No país, há 288 centros que tratam o câncer no SUS. Os hospitais recebem verbas federais por meio das APACs (Autorização de Procedimentos de Alta Complexidade), mas têm autonomia em decidir quais terapias vão adotar.
Uma portaria do Ministério da Saúde determina que as diretrizes sejam validadas pelos gestores de saúde mas, na prática, isso não ocorre.
“Fomos atrás do Ministério da Saúde, das secretarias estaduais e municipais e todas elas repetiram o mantra de que não têm acesso às diretrizes, de que era preciso buscá-las nas unidades habilitadas [centros oncológicos]”, explica o advogado sanitarista Tiago Farina Matos, diretor jurídico da Oncoguia e um dos autores do estudo.
Muitos desses centros oncológicos são filantrópicos e não vinculados à Lei de Acesso à Informação. “Passamos quase um ano entrando com recursos até no TCU [Tribunal de Contas da União] para conseguir as informações.”
O instituto não revela o nome dos centros pesquisados. “O tratamento sistêmico não representa a totalidade da atenção oncológica, que também envolve cirurgia, radioterapia, assistência social, psicológica.

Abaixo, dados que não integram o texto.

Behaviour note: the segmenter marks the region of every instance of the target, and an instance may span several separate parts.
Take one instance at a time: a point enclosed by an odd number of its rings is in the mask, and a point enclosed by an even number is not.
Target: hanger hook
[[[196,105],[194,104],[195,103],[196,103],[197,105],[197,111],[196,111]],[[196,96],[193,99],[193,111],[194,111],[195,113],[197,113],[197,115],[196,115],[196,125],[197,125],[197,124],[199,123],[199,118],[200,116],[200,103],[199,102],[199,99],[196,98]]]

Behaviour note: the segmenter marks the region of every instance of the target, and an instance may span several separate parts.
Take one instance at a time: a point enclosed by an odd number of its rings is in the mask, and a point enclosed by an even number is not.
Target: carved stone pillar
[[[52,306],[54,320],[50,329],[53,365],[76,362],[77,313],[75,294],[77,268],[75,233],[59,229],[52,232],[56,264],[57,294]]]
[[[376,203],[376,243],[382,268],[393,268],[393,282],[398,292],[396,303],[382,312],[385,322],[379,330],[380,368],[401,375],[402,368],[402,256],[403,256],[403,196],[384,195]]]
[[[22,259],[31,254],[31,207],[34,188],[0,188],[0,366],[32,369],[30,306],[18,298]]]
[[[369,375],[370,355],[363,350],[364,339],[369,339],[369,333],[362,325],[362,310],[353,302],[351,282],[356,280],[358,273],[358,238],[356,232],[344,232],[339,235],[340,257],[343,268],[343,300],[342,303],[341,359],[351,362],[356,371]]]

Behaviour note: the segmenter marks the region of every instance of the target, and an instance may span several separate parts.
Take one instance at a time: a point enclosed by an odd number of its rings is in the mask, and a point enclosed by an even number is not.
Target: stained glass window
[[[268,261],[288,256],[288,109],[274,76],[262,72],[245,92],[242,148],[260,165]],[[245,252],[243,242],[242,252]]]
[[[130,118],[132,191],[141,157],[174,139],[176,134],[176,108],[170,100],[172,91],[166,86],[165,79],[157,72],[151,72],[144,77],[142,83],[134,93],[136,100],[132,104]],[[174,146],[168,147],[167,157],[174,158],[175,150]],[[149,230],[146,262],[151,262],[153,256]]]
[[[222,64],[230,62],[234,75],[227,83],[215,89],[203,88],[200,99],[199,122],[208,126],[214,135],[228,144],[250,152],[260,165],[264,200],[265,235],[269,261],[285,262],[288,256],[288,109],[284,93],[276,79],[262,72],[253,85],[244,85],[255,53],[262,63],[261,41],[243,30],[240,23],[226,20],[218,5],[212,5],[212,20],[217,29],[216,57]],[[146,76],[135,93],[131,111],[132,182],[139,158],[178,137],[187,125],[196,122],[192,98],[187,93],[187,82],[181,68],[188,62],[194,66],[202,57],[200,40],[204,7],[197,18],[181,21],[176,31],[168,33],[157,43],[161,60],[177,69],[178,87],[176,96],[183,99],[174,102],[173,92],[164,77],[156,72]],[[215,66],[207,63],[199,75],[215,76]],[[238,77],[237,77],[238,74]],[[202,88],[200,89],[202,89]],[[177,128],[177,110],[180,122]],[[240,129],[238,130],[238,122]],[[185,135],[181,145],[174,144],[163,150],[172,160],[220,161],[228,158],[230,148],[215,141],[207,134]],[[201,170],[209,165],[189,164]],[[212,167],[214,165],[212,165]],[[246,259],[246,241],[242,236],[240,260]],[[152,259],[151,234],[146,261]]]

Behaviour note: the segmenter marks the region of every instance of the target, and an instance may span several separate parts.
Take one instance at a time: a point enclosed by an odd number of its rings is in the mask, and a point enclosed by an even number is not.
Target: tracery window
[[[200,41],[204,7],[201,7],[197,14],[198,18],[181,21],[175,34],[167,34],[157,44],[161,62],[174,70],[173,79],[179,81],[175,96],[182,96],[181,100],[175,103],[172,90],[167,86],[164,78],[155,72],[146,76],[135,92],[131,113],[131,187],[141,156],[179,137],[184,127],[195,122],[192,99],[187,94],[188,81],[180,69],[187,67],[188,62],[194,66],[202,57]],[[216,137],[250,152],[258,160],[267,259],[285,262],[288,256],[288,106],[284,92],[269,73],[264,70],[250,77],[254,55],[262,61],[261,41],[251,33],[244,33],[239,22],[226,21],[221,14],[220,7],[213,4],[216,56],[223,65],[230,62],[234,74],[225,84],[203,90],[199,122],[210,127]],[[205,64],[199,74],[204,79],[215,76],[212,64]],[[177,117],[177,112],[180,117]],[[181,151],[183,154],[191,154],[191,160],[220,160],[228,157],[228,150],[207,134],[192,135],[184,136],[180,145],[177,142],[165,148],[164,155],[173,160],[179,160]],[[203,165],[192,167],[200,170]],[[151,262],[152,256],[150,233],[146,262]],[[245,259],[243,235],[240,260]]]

Mas é a parte padronizável. E isso não é respeitado de um Estado para outro, de uma cidade para outra e, às vezes, dentro de uma mesma cidade”, diz o oncologista Rafael Kaliks, diretor clínico do Oncoguia.
O Ministério da Saúde informa que “cabe ao gestor público local em suas ações de auditoria, monitoramento e controle verificar a coerência desses instrumentos com as normas técnicas federal, estadual e municipal.”
DIFERENÇAS
No Estado de São Paulo, dos 11 centros que tratam câncer de mama, seis dispõem de diretrizes para quimioterapia. Em um deles, elas estão abaixo das recomendações do ministério, em dois estão adequadas e em três, acima.
Abaixo recomendado significa não ofertar, por exemplo, nenhuma terapia anti-Her2 para o câncer de mama. Essa quimioterapia ataca células que contém a proteína Her2, bloqueando a sua proliferação. Segundo estudos, ela aumenta o tempo de vida em mais de 18 meses –o que resultaria em 768 mortes a menos em dois anos.
Em relação ao câncer de pulmão, nove Estados têm centros com diretrizes abaixo das recomendadas pelo ministério. Segundo uma revisão de estudos, oferecer ou não uma determinada terapia para câncer de pulmão metastático (com mutação de EGFR) aumenta o tempo de controle da doença e traz mais tempo de vida e menor toxidade.
As drogas para esse tipo de tumor (gefitinibe/erlotinibe) foram incorporadas ao SUS em 2013 mas, como não houve alteração nos valores dos procedimentos pagos pelo ministério, cada hospital compra se quiser.
Um ciclo da terapia custa cerca de R$ 7.000, e o valor da tabela SUS para câncer de pulmão é de R$ 1.100.
Segundo o Ministério da Saúde, só 5% dos pacientes com câncer de pulmão se beneficiam com esse tipo de terapia. Para os demais, o medicamento indicado custa R$ 150. Ou seja, ficaria “elas por elas”.
“Mas ninguém controla o que está sendo usado. A gente não sabe se estão pagando mais por menos ou menos por mais, já que os hospitais são livres para padronizar”, afirma o advogado Matos.